LORENZO SILVA
Actualizado: 08/06/2014 01:43 horas
El observador circula entre el gentío congregado en
la Puerta del Sol en la tarde del día de la abdicación real. Banderas
republicanas por doquier: se las divisa colgadas de las marquesinas y las
estatuas (incluida la ecuestre de Carlos III, para mayor escarnio de la
dinastía reinante), prendidas a mástiles que alguien agita, anudadas como capas
al cuello de sus porteadores. Entre los concurrentes, que pueden rondar dos o
tres millares, el cálculo escapa a las aptitudes del observador, predominan los
jóvenes: son muchos los que apenas pasan de los veinte años. En el aire
flota un pegajoso olor a hachís. No dirá que en toda la plaza, pero en más
de un corro, y más de tres, puede asegurar haberlo percibido. También se fija
en la estrella roja que algunas de las tricolores usadas como capas lucen en su
centro.
Dos relevantes diferencias con aquel 14 de abril
que vivió, en esta misma plaza, la proclamación de la república que
plausiblemente no conocerá esta tarde su tercera reedición. Nadie mostraba
entonces estrellas rojas, y duda mucho que nadie, entre aquellos españoles
enfervorecidos de 1931, acudiera drogado a cambiar el curso de la Historia. El
observador puede apostarlo porque pudo hablar con un testigo de los hechos: su
abuelo materno, a la sazón guardia de Seguridad y de servicio en la actual sede
de la Comunidad de Madrid, entonces el edificio de Gobernación. Aquellos
republicanos venían tan sobrios y decididos que cuando un oficial pidió al
abuelo y a los otros guardias que salieran a disolverlos, le respondieron que
los disolviera él.
Piensa el observador en las pocas posibilidades
reales que a corto plazo tiene el regreso de la república a la que el abuelo
sirvió lealmente (tan lealmente que le costó el empleo), y que él mismo
considera la forma idónea de gobierno; más idónea, desde luego, que otorgar la
jefatura del Estado a quienes a lo largo de los siglos se van alineando en una
determinada estirpe. Quienes a ella se oponen no son pocos, ni desdeñables,
están organizados y además tienen una mayoría en el Parlamento con mandato
todavía vigente por un año y pico. Y entre quienes la piden, como entre
quienes acabaron manejando aquella república segunda de las españolas, de
desdichado final, hay, en cambio, quienes más que propiciarla o defenderla
ayudan a hacerla inviable.
Que le pregunten, dondequiera que esté, a don
Manuel Azaña y Díaz, su último presidente, y una de las cabezas más lúcidas
que ha dado un país que es más proclive a generar seres que usan la testa para
embestir al contrario. El mismo que pedía paz, piedad y perdón cuando ya nadie
le oía, ni siquiera entre los suyos, y a quien no se ha reconocido en debida
forma su legado, como jefe del Estado legítimo y democráticamente elegido y
como pensador e intelectual. Un solo instituto de enseñanza secundaria llevaba
su nombre en toda España, en la vecina ciudad de Getafe, y el pretérito es
pertinente porque un año antes de que el centro cumpliera treinta, aprovechando
su unificación con otro, la Consejería, desoyendo la petición del claustro y el
consejo escolar, decidió quitárselo al último presidente de la república para
dárselo al ya muy sobradamente homenajeado Marcelino Menéndez y Pelayo. De nada
sirvieron las peticiones y protestas de profesores y demás miembros de la
comunidad educativa. Azaña fue erradicado, borrado, muerto por segunda vez.
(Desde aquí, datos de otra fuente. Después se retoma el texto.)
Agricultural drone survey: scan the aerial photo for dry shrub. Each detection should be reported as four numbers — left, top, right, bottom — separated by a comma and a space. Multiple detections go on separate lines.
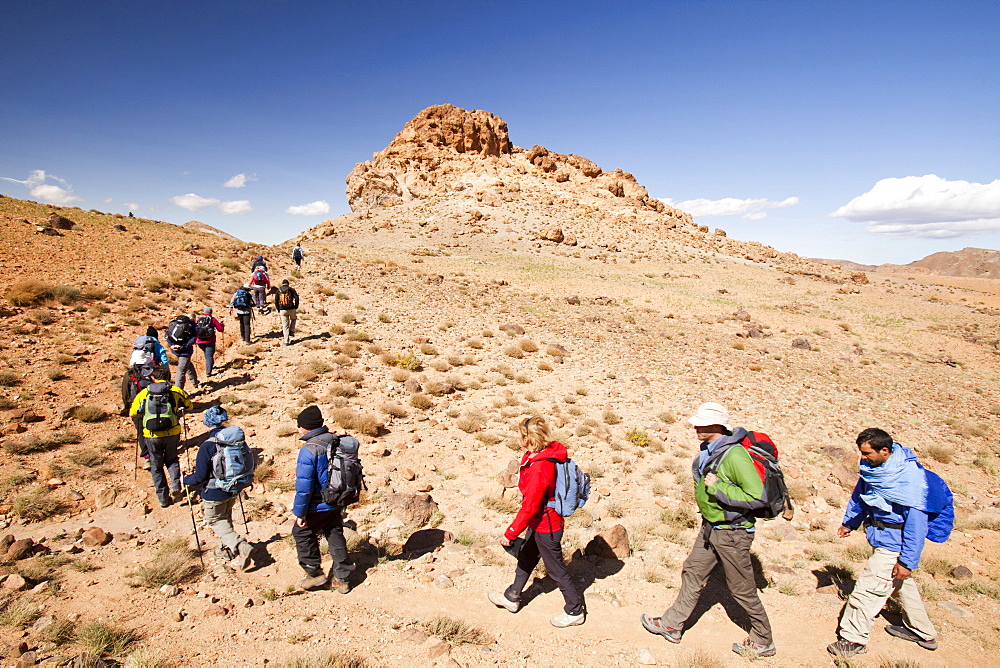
410, 392, 434, 410
73, 404, 108, 422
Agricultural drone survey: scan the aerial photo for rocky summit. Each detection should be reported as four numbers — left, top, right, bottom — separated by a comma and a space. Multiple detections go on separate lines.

El observador ha sabido hace poco la historia, de
labios de los profesores. Viendo esta desmayada marea tricolor, y sin poder
contar con la república que de ella no va a salir, piensa en pedirle al nuevo
rey que considere interceder para reparar el agravio a su digno predecesor en
la más alta magistratura del Estado. Cree que si él, sintiéndose republicano,
respeta la monarquía que otros quieren y sostienen, no menos le debe, esta
España que hoy es reino, respeto a quien en su día encabezó la república que
fue. Sería, Majestad, un rasgo de elegancia.